Week 17 - Applications and implications

This week was really about answering critical question about the

propose a final project that integrates the range of units covered, answering:

What will it do?

Obviously, my design has gone through a lot of iterations, but the basic idea is the same. A robot, that takes pictures of a scene from different perspectives controlled via a smartphone, that gives you live images, control the trigger for the camera and drive the robot around. The height and pitch angle of the camera can be adjusted as well, using servos and a stepper motor that drives a push chain.

image FinalProject_FirstDraft Initial idea of the Photobot
image Photobot_BigPicture Reviewed design of the Photobot


The drive module enables the movement of the platform by two BLDC motors, which are small, light and very quiet. The two powered wheel enable steering by differential trust set by the ESCs. The wheel are driven by belts. The third wheel spins freely to follow the drive direction. In order to enable forward and backward movement, two wires of the ESCs will be switch by relays. The chain - which is a push chain, will be driven by a big sprocket which is driven in turn by a stepper motor with a large transmission ratio. This will reduce the need your high currents. The chain will push out drawer rails on both inner sides of the tower, which are connected to the housing of the DSLR camera.

image DriveModule Drive module
image ChainDrive Chain drive

The kinematics for the camera, as well as an adapter linking the drawer rails and the camera still need to be designed.

Who's done what beforehand?

All output devices will be controlled by a modified satshakit, that I designed during my output devices week. The Satshakit is a design taken from Daniele Ingrassia. I also was inspired by another board which alread carries a stepper motor driver, but I basically did the redesign myself. The satshakit will communicate with a Raspberry Pi Zero W which will host the server for my communication with the smartphone. I will use Node JS and send the commands via a serial interface to the satshakit.

image SatshakitFinal_Board Laying flat all CNC components
image ModifiedSatshakitFinalProject_2 Projected components for *.dxf export

The design for the camera housing was developed in the composites week.

image FTDI_Connection Modified Satshakit with mounted stepper motor driver

What materials and components will be required? Where will they come from? How much will it cost?

The overall cost was about 187 €. The belts didn't actually make it to the final design.

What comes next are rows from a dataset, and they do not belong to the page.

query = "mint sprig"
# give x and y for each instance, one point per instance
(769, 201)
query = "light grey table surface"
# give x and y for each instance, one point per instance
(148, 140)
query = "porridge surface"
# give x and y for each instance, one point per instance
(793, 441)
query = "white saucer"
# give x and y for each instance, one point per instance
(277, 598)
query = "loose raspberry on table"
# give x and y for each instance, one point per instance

But the DSLR camera and Rasperry Pi add the most significant cost. The way the bot is working currently, there is no specific need for the Raspberry Pi, an ESP8266 would do as well. Still, perspectively, it give me a lot more flexibility in further developing the system.

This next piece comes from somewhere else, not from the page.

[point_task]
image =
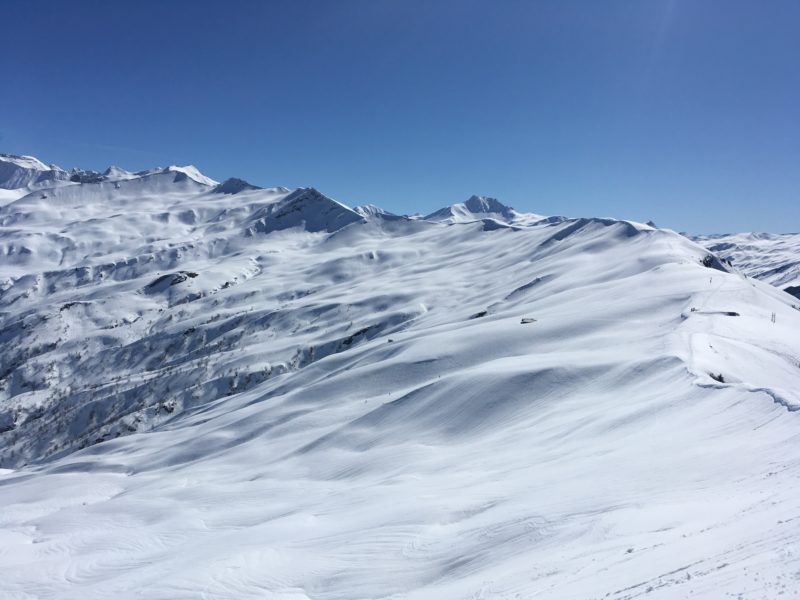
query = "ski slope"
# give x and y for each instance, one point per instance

Please find my bill of materials below:

Material Specifications Where to find Price
Skate wheels NILS Inliner wheels, size 80x24 ebay 13 €
Stepper motor Nema 17 Stepper Motor 26Ncm 12V 0.4A ebay 10.5 €
Electronic speed controllers 30A Brushless Motor Speed Controller RC BEC ebay 12 €
BLDC motor 2212 13T 1000 kV out runner BLDC ebay 10 €
Relay Dual channel DC 5V Relay ebay 8 €
Belts GT 2 200 mm, 100 teeth ebay 5.58 €
Stepper motor driver A4988 Stepper Motor Driver Carrier Pololu 5.95 €
Raspberry Pi Zero W The Pi Hut 25 €
Batteries Turnigy 2200mAh 3S 20C Lipo Pack Hobbyking 11.6 €
Axial bearing 51104 20x35x10 mm ebay 2.2 €
Drawer rails 700 mm - telescope rail ebay 11 €
DSLR camera Canon EOS ebay - small ads 50 €
TOF sensor V53LOX Adafruit / EXP GmbH in Germany 12.67 €
360 degree servo Andoer Spring RC SM-S4303R 360 degrees amazon 9.99 €
Sum 187.49 €

What parts and systems will be made?

Basically, the whole body, the housing, the electronics, i. e. the satshakit, the chain, the bigger pulleys as well as the under carriage.

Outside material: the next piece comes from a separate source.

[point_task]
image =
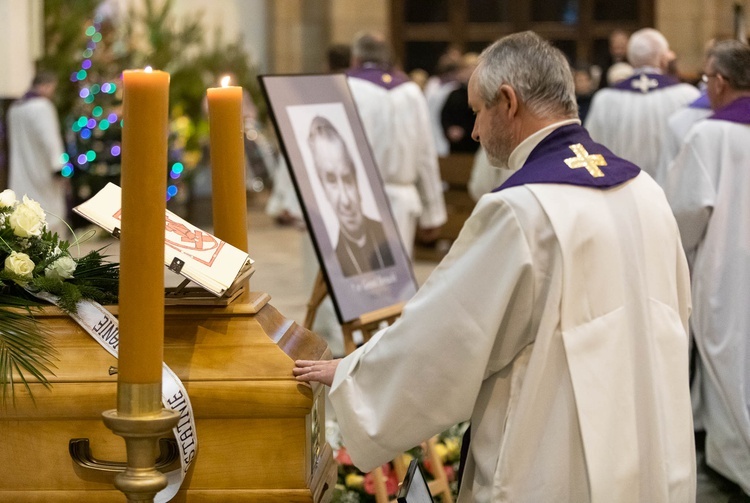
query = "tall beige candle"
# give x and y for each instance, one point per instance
(144, 185)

What processes will be used?

I will use CNC milling for the body parts. The camera housing will be made from composites.

image CAM_ProcessAlign Original Satshakit
image CAM_Final_Project Modified Satshakit

The under carriage will be mostly 3D printed. The chain will be sliced and laser cut.

What tasks need to be completed?

Here is the list of to dos:

What questions need to be answered?

Depending on the date of the final presentation, only parts of the project will be finished. I therefore divided it into must wins and stretch goals. A must win is the control of the platforms movement with a remote control.

What is the schedule?

Milling, laser cutting and printing by the 6th of June, afterwards focus on communication and software.

image FinalProjectPlan My plan

How will it be evaluated?

First priority is to make the platform move and the communication with the smartphone, second the height adjustment of the height, the tilt of the camera and last priority is the remote trigger with the smartphone (can be done with a commercial remote control) as well as live video stream and face recognition.